Langweilige Routine, eine Schande, Verschwendung geistiger Ressourcen. Wenzel war ein Konstrukteur, ein Künstler, ein Ingenieur des Lebendigen. Diese kleinlichen Absicherungen, dieses ewige Geprüfe hielten nur auf. Er übergab seine Ergebnisse an die nächste Abteilung des GENTEL-Imperiums, klappte die Akte zu, und die Sache war für ihn erledigt. Meistens hatte er schon eine neue Idee im Kopf, mit der er sich beschäftigte und die er endlich in Angriff nehmen wollte.
Amanita war zudem eine dieser Auftragskreationen gewesen. Seine Begeisterung hielt sich damals sehr in Grenzen, und jetzt, gut zehn Jahre später, empfand er sogar Bitterkeit, wenn er daran dachte, dass ausgerechnet dieser Pilz von der Nomenklaturkommission der World Gene Data Base dazu ausgewählt wurde, seinen Namen zu tragen: Amanita Wenzeli.
Er hasste solche Zwangsschöpfungen, aber Gentechniker wie er verkamen allzu oft zu Notärzten auf einer ökologischen Unfallstation. Irgend jemand hatte schlampig gearbeitet, und er musste dann Umweltdoktor spielen.
Ihm lag es mehr, dem freien Spiel seiner kreativen Kräfte zu folgen. Unter Druck war er ein solider Wissenschaftler, wenn er aber frei von Vorgaben und Terminen arbeitete, wenn er seiner Imagination freien Lauf ließ, war er genial.

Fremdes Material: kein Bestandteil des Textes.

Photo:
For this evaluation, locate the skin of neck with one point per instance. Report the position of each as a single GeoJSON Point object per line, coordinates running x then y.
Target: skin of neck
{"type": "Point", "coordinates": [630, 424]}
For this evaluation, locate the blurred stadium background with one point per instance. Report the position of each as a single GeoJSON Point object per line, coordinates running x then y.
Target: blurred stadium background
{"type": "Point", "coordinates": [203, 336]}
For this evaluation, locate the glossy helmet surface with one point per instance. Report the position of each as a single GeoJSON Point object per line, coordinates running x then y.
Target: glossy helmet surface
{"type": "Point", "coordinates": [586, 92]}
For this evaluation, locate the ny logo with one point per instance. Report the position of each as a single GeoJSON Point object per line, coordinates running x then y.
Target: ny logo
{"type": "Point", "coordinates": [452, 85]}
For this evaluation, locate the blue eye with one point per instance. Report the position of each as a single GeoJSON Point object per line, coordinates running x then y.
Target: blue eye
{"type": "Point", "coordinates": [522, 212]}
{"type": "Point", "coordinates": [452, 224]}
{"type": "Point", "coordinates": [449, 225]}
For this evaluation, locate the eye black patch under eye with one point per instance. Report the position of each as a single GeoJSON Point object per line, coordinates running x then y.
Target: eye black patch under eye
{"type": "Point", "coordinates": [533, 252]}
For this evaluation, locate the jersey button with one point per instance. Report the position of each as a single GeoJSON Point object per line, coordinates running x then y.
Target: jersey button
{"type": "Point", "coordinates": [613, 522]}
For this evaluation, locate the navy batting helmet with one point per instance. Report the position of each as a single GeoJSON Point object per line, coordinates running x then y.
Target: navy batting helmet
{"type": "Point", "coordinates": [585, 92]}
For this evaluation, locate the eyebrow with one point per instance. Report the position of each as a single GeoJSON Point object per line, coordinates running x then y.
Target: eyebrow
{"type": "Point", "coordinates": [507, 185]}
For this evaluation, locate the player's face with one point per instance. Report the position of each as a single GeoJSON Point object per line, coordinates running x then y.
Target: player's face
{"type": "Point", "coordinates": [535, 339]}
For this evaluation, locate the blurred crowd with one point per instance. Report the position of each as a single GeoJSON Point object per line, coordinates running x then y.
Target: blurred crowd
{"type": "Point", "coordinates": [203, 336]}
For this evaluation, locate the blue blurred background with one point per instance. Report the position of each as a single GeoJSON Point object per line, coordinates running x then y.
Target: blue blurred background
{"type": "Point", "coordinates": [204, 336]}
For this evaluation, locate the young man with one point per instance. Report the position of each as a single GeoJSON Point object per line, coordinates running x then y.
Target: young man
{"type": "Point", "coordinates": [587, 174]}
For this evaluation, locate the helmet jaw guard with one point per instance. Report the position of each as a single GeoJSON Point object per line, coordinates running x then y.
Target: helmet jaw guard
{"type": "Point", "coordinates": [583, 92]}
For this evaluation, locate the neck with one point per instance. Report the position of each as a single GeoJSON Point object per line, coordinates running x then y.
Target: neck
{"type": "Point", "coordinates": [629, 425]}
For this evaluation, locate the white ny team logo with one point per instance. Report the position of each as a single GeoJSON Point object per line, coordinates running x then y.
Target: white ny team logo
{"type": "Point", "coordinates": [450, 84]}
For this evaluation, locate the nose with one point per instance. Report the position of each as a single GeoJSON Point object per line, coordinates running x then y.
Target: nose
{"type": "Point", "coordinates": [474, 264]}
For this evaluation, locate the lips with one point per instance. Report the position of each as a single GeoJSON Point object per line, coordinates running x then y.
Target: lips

Die Nördliche Stadtpalme, sein momentanes Projekt, würde das wieder unter Beweis stellen.
Leise vor sich hin fluchend ging er ins Bad, wusch sich das Gesicht mit kaltem Wasser und schaute voller Selbstmitleid in sein Spiegelbild.
»Amanita Wenzeli« , murmelte er vor sich. »So was! Alte Kamellen.« Er schaltete das Licht im Bad aus und ging zum Telefon, um sich ein Taxi zu rufen.